BeautifulSoup4 Scraper

Option to use BeautifulSoup4 as parser backend instead of Playwright has been added in Release 0.2.0. BeautifulSoup4 is an optional dependency and can only be installed via pip using the command below.

pip install pydude[bs4]

Required changes to your script in order to use BeautifulSoup4

Instead of ElementHandle objects when using Playwright as parser backend, Soup objects are passed to the decorated functions.

from dude import select


@select(css="a.url")
def result_url(soup):
    return {"url": soup["href"]} # (1)


@select(css=".title")
def result_title(soup):
    return {"title": soup.get_text()} # (2)
  1. Attributes can be accessed by key.
  2. Texts can be accessed using the get_text() method.

Running Dude with BeautifulSoup4

You can run BeautifulSoup4 parser backend using the --bs4 command-line argument or parser="bs4" parameter to run().
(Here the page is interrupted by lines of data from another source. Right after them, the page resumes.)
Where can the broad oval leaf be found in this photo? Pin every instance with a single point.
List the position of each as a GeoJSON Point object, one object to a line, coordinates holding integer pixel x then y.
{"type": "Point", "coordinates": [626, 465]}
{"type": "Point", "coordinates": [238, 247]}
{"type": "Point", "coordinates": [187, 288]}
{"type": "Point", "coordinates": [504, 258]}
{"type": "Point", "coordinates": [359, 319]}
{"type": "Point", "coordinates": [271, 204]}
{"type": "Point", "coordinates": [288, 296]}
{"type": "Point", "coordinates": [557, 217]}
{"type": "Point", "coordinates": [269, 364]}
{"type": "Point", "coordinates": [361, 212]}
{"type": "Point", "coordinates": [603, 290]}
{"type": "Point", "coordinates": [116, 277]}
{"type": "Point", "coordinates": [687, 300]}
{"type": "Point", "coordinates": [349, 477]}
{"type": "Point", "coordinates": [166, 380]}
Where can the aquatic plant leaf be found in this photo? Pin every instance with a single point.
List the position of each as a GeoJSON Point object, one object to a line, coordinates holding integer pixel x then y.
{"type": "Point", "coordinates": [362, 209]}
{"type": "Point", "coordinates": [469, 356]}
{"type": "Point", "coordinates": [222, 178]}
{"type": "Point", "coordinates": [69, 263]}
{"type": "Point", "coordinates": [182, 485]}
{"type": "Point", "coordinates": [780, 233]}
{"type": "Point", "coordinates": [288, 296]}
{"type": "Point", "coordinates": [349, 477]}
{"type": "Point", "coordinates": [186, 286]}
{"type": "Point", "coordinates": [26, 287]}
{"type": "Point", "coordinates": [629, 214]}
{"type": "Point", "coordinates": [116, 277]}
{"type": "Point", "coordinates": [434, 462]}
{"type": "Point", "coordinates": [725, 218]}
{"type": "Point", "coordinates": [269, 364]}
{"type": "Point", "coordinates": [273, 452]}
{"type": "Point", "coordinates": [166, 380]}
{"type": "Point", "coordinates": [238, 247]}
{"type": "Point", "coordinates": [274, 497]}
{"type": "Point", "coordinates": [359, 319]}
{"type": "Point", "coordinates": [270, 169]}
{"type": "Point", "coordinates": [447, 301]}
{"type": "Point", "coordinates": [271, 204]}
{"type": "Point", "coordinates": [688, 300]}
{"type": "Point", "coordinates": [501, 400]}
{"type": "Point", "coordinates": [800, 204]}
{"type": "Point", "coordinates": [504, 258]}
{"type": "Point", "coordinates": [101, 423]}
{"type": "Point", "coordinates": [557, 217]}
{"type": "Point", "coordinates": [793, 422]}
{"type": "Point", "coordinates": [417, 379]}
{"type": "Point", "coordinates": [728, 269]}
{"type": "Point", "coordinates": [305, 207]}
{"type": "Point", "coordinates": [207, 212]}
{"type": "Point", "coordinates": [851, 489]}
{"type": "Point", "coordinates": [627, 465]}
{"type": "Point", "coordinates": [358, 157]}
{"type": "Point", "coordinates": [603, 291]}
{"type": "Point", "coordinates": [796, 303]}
dude scrape --url "<url>" --bs4 --output data.json path/to/script.py
if __name__ == "__main__":
    import dude

    dude.run(urls=["https://dude.ron.sh/"], parser="bs4", output="data.json")

Limitations

  1. BeautifulSoup4 only supports CSS selector.
  2. Setup handlers are not supported.
  3. Navigate handlers are not supported.

Examples

Examples are can be found at examples/bs4_sync.py and examples/bs4_async.py.